TranSentence: Speech-to-speech Translation via Language-agnostic Sentence-level Speech Encoding without Language-parallel Data

Seung-Bin Kim,Sang-Hoon Lee,Seong-Whan Lee
DOI: https://doi.org/10.1109/ICASSP48485.2024.10447331
2024-01-17
Abstract:Although there has been significant advancement in the field of speech-to-speech translation, conventional models still require language-parallel speech data between the source and target languages for training. In this paper, we introduce TranSentence, a novel speech-to-speech translation without language-parallel speech data. To achieve this, we first adopt a language-agnostic sentence-level speech encoding that captures the semantic information of speech, irrespective of language. We then train our model to generate speech based on the encoded embedding obtained from a language-agnostic sentence-level speech encoder that is pre-trained with various languages. With this method, despite training exclusively on the target language's monolingual data, we can generate target language speech in the inference stage using language-agnostic speech embedding from the source language speech. Furthermore, we extend TranSentence to multilingual speech-to-speech translation. The experimental results demonstrate that TranSentence is superior to other models.
Computation and Language,Sound,Audio and Speech Processing
What problem does this paper attempt to address?

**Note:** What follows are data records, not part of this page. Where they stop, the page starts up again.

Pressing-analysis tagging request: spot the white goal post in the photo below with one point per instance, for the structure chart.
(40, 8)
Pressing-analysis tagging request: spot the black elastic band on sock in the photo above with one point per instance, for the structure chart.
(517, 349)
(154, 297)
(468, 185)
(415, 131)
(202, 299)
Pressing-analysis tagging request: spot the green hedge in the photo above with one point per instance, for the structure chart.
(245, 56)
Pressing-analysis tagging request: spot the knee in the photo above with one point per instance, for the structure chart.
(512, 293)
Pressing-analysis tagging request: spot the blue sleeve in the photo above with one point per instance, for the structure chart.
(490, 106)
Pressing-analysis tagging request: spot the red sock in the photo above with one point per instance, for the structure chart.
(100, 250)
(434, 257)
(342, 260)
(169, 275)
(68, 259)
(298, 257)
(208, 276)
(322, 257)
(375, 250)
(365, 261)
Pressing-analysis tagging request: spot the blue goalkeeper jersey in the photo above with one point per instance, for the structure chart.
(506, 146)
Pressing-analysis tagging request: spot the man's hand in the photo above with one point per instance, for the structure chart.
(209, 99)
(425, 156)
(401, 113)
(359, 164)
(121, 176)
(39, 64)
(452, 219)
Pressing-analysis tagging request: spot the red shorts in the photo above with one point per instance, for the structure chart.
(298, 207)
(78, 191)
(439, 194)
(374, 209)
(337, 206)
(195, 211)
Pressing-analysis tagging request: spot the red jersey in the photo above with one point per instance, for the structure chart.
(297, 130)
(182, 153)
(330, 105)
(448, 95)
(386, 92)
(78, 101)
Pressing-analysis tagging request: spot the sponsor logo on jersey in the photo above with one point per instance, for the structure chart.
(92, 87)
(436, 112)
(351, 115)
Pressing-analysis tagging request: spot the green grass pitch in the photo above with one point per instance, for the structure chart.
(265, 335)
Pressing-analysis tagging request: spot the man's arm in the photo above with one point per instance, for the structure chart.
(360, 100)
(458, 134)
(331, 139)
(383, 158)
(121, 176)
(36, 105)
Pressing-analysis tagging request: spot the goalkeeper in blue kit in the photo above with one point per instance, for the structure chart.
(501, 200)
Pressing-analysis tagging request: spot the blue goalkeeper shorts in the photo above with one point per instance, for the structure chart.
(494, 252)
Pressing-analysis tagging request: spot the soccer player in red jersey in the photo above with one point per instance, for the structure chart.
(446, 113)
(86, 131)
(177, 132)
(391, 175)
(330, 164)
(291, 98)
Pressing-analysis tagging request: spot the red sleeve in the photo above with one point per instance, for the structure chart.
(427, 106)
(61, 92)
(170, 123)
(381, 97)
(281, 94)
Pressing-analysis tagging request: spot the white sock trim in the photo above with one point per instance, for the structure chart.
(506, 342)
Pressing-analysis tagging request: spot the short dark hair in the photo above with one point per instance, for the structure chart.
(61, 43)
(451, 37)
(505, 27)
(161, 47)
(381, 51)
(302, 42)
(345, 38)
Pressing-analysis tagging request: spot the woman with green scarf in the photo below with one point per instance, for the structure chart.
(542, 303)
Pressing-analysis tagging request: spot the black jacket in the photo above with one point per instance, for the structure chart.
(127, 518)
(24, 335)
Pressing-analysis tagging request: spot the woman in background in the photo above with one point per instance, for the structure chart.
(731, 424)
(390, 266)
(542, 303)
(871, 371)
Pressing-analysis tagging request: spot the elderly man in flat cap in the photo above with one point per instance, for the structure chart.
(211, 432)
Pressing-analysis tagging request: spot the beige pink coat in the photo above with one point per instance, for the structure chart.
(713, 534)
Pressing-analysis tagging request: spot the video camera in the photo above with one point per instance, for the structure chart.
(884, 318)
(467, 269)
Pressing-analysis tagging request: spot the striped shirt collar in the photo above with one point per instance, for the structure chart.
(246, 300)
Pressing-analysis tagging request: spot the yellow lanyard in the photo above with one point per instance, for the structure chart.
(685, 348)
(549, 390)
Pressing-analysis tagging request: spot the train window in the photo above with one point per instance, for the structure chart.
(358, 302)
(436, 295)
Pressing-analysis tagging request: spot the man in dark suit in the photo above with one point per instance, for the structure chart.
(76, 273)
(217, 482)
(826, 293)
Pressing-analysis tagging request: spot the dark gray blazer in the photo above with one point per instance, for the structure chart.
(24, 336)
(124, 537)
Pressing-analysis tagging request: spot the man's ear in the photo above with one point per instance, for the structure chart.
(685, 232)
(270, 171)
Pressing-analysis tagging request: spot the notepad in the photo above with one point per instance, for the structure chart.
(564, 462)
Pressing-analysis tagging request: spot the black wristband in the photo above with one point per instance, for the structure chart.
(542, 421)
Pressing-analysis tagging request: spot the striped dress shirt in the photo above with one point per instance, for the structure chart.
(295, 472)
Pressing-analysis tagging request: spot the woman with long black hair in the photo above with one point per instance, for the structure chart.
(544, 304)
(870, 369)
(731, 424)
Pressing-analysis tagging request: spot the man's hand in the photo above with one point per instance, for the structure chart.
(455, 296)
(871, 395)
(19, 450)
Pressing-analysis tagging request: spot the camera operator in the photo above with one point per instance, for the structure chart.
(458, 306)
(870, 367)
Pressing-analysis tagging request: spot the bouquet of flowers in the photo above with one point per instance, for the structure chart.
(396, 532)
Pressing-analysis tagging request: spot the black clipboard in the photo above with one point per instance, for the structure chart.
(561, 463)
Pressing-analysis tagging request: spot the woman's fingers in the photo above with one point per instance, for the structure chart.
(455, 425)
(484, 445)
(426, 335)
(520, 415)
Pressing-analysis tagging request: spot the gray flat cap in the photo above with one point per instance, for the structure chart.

The paper proposes a new method called TranSentence to solve the speech-to-speech translation problem without the need for parallel language audio data. Traditional speech-to-speech translation systems rely on parallel language audio data between the source language and the target language for training. TranSentence captures the semantic information of speech by adopting language-independent sentence-level speech encoding, regardless of the language. This method first uses a pre-trained language-independent sentence-level speech encoder to encode the speech in the target language, and then trains the model to generate speech based on these encodings. During the inference stage, the speech embeddings of the source language can be used to generate speech in the target language. TranSentence has also been extended to multilingual speech-to-speech translation. Experimental results show that TranSentence outperforms other models in terms of performance, demonstrating its ability to perform speech-to-speech translation without parallel language audio data. Additionally, the researchers propose a modeling method for generating speech from speech embeddings through feature extension.